Wednesday, April 3, 2013

Harvard University Secretly AccessResident Deans Mail


A Bloomberg article revealed that one year ago “the administration at Harvard University secretly searched campus e-mail files of 16 resident deans, who sit on the administrative board that probes student infractions, to see who had forwarded an e-mail regarding cheating to the student newspaper, the Boston Globe and the New York Times.” The exam was a government course “Introduction to Congress.” While surreptitious intrusion into an employee’s privacy raises grave concern, the irony of the “right to be left alone” is not lost.
However, “any company [] that provides others with the means to communicate electronically can be a[n] [electronic service] provider,” regardless of the entity’s primary business or function.” Fraser. In other words federal law permits employers to monitor employees’ e-mail as long as the information is stored on employer-provided wire or electronic communications services and the review is authorized by the employer’s own policies. The relevant question then is whether the university gave adequate notice of its policy or practice of monitoring its electronic and computer systems to the deans.

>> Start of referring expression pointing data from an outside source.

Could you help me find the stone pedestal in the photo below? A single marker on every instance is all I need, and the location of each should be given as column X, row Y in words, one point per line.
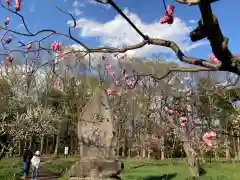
column 96, row 136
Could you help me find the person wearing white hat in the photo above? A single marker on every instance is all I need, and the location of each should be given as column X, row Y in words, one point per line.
column 35, row 164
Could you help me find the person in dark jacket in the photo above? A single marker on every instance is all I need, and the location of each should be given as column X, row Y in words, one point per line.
column 27, row 156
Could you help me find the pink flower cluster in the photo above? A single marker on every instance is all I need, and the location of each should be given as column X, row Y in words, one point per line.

The article note  “Harvard’s employee manual, state that employees have ‘no expectation of privacy’ for anything they write or store on the university’s network.” But maintaining and disseminating a written notice of its electronic monitoring policy does not insulate Harvard from legal risk. The monitoring policy must be comprehensive and must make it clear to the employee that personal web-based e-mail accounts may also be viewed by the employer if accessed from company property this would arguably be sufficient to notify the employee that there should be no expectation of privacy. The administration should not use Orwellian double speak to impose ambiguous monitoring policy on its employees. FTC “best business practice.”
The academic nature of the workplace suggests that the monitoring policy was intended to cover scholarly articles not personal emails. The article note that the arts and science faculty “has a subjective expectation, that ‘faculty e-mail messages stored on Harvard-owned computers to be confidential,’ with some exceptions, according to the policy, which may include legal proceedings and internal investigations.” It’s unlikely that surreptitious access to employee’s email constitutes investigation but even if it does, state and federal wiretap laws may require the university to notify employee within a reasonable time. The Stored Communications Act (SCA) covers employee e-mails stored on a server from unauthorized access or exceeding authorized access. The University’s access arguably did not occur within the course of business. The deans can establish tort claims under state and federal wiretap statutes and deceptive business practice.
But challenges to this type of monitoring are often based on common law invasion of privacy, the outcomes of which are often highly fact and jurisdiction specific. Courts examining the issue have reached differing results under similar circumstances. Courts typically analyze whether the employee had a reasonable expectation of privacy and whether the employer had a legitimate business interest that outweighed the employee’s expectation of privacy. The university secret search was not limited to circumstances where employee misconduct is suspected the university was trying to find out the identity of the whistle blower. Further, the article note faculty considered the “‘privacy of resident deans’ e-mail [] particularly important because of their role in house and student affairs.”
Intentionally accessing an employee’s email is typically found to be an intrusion, so the success of a claim hinges on whether the university’s action would be highly offensive to a reasonable person. The article note students and families tailor their communications on the understandings of confidentiality” and laws have been enacted laws to protect student privacy. It is safe to say yes.